Elisa Beshero-Bondar PRO
Professor of Digital Humanities and Chair of the Digital Media, Arts, and Technology Program at Penn State Erie, The Behrend College.
A Panel for the TEI 2019 Conference in Graz, Austria
Presenters: Hugh Cayless (@hcayless), Elisa Beshero-Bondar (@epyllia), Raffaele Viglianti (@raffazizzi)
Respondent: James Cummings (@jamescummings)
Link to these slides: http://bit.ly/crit-app-panel
Hugh Cayless (@hcayless)
Latin: apparatus criticus, pl. apparatūs critici
A critical apparatus is the set of notes explaining an editor’s (re)construction of a text. These notes may contain the readings of witnesses, conjectures not promoted to the text, explanatory notes, alternative spellings or punctuation, parallels from other works, and in general any information that might help a reader understand the background of the presented text.
A critical apparatus is the set of notes explaining an editor’s (re)construction of a text.
A TEI app. crit. represents a forking and rejoining of the text stream, a run of text for which there are multiple possibilities.
A: “The quick brown fox ju...”
B: “The quick brown mouse jumps over the lazy cat.”
C: “The quick brown cat jumps over the lazy dog.”
A: “The quick brown fox ju...”
B: “The quick brown mouse jumps over the lazy cat.”
C: “The quick brown cat jumps over the lazy dog.”
We think A and B derive from the archetype via different routes, and C derives from A.

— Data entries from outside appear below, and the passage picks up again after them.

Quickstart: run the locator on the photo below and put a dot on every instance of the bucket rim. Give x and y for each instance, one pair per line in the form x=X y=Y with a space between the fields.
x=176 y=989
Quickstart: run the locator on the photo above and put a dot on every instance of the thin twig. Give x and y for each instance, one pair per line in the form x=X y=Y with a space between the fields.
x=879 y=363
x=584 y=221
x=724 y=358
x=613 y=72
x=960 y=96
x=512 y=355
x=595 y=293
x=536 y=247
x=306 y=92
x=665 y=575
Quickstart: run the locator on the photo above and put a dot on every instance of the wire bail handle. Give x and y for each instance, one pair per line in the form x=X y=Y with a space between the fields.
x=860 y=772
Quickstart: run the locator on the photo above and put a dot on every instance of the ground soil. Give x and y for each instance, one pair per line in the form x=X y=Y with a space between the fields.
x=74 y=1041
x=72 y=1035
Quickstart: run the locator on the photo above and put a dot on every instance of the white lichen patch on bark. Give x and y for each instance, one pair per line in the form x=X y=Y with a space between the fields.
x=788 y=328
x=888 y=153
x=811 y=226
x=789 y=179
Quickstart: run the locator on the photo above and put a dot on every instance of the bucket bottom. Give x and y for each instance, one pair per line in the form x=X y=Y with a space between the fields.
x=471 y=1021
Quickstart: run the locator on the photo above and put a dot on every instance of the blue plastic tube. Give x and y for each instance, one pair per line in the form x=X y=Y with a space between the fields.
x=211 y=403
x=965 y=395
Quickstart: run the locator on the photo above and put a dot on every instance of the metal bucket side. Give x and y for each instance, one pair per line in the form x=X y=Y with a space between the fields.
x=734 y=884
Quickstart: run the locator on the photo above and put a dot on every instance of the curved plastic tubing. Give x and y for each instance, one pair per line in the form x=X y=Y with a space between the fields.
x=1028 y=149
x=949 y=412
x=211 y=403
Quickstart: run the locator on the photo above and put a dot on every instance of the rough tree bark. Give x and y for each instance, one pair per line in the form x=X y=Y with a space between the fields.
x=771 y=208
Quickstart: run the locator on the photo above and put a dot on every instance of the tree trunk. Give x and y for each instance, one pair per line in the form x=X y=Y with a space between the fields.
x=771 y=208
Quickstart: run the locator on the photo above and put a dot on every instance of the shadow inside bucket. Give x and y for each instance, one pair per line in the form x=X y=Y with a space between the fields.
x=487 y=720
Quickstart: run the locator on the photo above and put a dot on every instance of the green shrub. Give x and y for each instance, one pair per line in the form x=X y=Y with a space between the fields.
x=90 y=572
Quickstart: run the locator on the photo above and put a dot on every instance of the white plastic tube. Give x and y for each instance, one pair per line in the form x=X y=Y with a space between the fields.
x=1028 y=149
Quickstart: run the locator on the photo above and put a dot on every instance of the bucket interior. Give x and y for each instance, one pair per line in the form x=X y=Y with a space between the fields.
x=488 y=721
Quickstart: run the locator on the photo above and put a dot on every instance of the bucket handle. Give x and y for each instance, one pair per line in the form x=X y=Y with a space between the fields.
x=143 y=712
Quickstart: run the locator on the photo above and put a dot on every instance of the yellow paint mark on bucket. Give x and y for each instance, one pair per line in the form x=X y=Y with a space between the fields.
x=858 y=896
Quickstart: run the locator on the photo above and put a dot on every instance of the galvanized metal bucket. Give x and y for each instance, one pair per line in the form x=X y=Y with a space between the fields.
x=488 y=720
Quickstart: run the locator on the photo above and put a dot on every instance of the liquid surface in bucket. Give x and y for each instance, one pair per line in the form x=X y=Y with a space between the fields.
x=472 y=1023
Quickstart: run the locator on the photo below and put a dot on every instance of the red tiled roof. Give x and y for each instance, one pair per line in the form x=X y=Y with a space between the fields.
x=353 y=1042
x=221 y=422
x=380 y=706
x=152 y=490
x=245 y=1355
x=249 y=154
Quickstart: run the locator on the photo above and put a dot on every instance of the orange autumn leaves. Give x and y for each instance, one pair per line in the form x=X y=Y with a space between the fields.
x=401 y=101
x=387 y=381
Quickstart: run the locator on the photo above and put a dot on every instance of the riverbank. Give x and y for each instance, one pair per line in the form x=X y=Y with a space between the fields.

<p>The quick brown <app> <lem wit="#A">fox</lem> <rdg wit="#B">mouse</rdg> <rdg wit="#C">cat</rdg></app> jumps over the lazy <app> <lem wit="#C">dog</lem> <rdg wit="#B">cat</rdg></app>.</p>
We might decide that, since the transmission of B and C was independent, you can’t have two cats.
”The quick, brown cat jumps over the lazy cat.”
<p>The quick brown <app>
<lem wit="#A">fox</lem>
<rdg wit="#B">mouse</rdg>
<rdg xml:id="C1" wit="#C" exclude="#C2">cat</rdg></app> jumps over the lazy <app>
<lem wit="#C">dog</lem>
<rdg xml:id="C2" wit="#B" exclude="#C1">cat</rdg></app>.</p>
These aren’t simple, independent variations. There can be interdependencies. Imagine a German family of the tradition with two versions:
“Der schnelle braune Fuchs springt über den faulen Hund.”
“Die schnelle braune Katze springt über die faule Katze.”
If you have “Fuchs” the first word must be “Der”, if “Katze” then “Die”. “Die schnelle braune Fuchs...” would be another impossible text.
A TEI app. crit. represents a forking and rejoining of the text stream, a run of text for which there are multiple possibilities. These possibilities may be constrained by their context.
A TEI app. crit. entry is a type of annotation on the text, asserting that a particular source or authority has a different opinion about the text content.
or...
<p>The quick brown <app>
<lem wit="#A">fox</lem>
<rdg wit="#B">mouse</rdg>
<rdg xml:id="C1" wit="#C" exclude="#C2">cat</rdg></app> jumps over the lazy <app>
<lem wit="#C">dog</lem>
<rdg xml:id="C2" wit="#B" exclude="#C1">cat</rdg></app>.</p>
“A says, and the editor agrees, that the fourth word is ‘fox’. B says that it is ‘mouse’, and C says that it is ‘cat‘.”
Note that the apparatus doesn’t have to be inline. It could be standoff and say the same thing.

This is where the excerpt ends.